Worse, the means of transmitting electricity will require a dramatic reinvestment in infrastructure that would, with the cost of retrofitting buildings and homes, place costs into the multi-trillions of dollars. If, for example, New Zealand’s similar promise of achieving zero emissions in 30 years could cost that country an estimated 2-3 trillion dollars, it should come as no surprise that, according to a recent study by the Global Warming Policy Foundation in Britain, such a move will cost every household approximately $200,000, or $6 trillion in Canadian terms.

Placing all Canada’s eggs in one electric only energy basket also runs risks that ironically, should be obvious to climate alarmists, who use every incident of inclement weather as proof positive of the effects of man-made greenhouse gases causing weather disturbances, like ice storms and high winds. 

If last summer’s hurricanes in Nova Scotia weren’t enough to prove that electric towers were no match for high winds, eastern Canada has had several ice storms, including one in Quebec in December which knocked out power to millions for a period of a few days - a problem that was mitigated by the availability of natural gas and propane.

Lacking leadership and vision, the Liberal government allowed itself to be pressured into committing to something without a plan, just to achieve an outcome fraught with unknown consequences.

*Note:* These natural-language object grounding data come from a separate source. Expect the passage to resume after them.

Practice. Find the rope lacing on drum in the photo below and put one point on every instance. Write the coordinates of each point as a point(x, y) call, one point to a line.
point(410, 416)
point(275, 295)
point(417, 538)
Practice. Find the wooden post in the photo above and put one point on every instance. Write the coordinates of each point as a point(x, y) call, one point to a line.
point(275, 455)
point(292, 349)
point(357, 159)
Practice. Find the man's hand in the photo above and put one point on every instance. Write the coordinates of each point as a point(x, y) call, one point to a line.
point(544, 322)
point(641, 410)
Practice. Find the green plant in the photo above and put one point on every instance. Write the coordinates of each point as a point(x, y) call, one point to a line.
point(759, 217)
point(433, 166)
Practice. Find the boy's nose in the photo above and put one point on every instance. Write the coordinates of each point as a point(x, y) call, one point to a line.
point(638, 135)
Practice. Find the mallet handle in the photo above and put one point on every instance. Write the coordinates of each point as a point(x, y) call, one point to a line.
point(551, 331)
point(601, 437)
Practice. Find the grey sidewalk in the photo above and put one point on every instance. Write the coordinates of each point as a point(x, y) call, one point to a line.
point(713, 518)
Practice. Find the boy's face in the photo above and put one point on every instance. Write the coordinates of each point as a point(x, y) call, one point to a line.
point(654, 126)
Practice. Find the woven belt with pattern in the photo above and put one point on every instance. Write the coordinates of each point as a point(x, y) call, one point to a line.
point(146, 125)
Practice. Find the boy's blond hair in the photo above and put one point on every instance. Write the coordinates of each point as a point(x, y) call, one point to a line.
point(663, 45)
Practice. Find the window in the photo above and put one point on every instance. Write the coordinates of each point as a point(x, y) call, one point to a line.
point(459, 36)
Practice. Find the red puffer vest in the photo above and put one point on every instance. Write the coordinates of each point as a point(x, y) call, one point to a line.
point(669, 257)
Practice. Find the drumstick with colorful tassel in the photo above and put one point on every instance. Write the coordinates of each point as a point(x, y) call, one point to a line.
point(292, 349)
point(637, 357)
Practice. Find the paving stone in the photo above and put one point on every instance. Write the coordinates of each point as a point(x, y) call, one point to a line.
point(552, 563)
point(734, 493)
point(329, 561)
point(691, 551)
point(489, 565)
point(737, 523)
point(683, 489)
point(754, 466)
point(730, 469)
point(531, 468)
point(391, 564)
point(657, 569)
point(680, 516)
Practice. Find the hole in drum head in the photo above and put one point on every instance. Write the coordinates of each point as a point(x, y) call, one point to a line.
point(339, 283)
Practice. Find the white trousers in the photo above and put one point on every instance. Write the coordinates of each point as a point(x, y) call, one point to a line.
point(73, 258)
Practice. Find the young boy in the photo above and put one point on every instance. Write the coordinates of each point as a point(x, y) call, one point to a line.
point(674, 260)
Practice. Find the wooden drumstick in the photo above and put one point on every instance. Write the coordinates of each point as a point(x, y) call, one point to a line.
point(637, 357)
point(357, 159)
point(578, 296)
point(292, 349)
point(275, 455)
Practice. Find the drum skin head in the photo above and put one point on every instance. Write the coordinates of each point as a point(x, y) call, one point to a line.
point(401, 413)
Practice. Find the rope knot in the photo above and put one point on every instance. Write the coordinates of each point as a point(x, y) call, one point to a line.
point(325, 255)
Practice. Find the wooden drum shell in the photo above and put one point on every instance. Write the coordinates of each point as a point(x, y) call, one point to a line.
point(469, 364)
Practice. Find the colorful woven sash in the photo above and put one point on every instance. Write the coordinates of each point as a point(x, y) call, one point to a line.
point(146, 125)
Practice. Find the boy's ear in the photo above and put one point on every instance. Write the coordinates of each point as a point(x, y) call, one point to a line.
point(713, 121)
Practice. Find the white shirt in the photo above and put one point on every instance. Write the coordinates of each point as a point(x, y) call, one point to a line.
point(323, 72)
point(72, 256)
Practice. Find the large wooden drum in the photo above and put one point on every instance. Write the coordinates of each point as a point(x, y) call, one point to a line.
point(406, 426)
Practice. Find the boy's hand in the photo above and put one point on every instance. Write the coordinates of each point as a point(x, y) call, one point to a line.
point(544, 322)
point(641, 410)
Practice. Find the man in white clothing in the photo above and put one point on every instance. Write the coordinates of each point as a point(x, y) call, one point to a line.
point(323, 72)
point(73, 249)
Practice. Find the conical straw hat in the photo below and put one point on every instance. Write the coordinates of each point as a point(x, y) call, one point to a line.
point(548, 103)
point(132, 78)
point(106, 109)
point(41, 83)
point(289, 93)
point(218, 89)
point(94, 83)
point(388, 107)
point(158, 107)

By the stroke of a pen, Trudeau almost totally ignored cutting edge work done by this nation to date, as well as ongoing proven efforts in building a clean energy infrastructure that are second to none. 

In discounting the Canadian miracle of its energy diversity and ground-breaking energy related innovations, the Prime Minister recklessly placed the country on a path fraught with uncertainty that is sure to be economically perilous, prohibitively costly, and threatening to the very unity of the nation.     

The sky is not falling, and Canadians should know better than excuse its government from adopting pie-in-the-sky policies.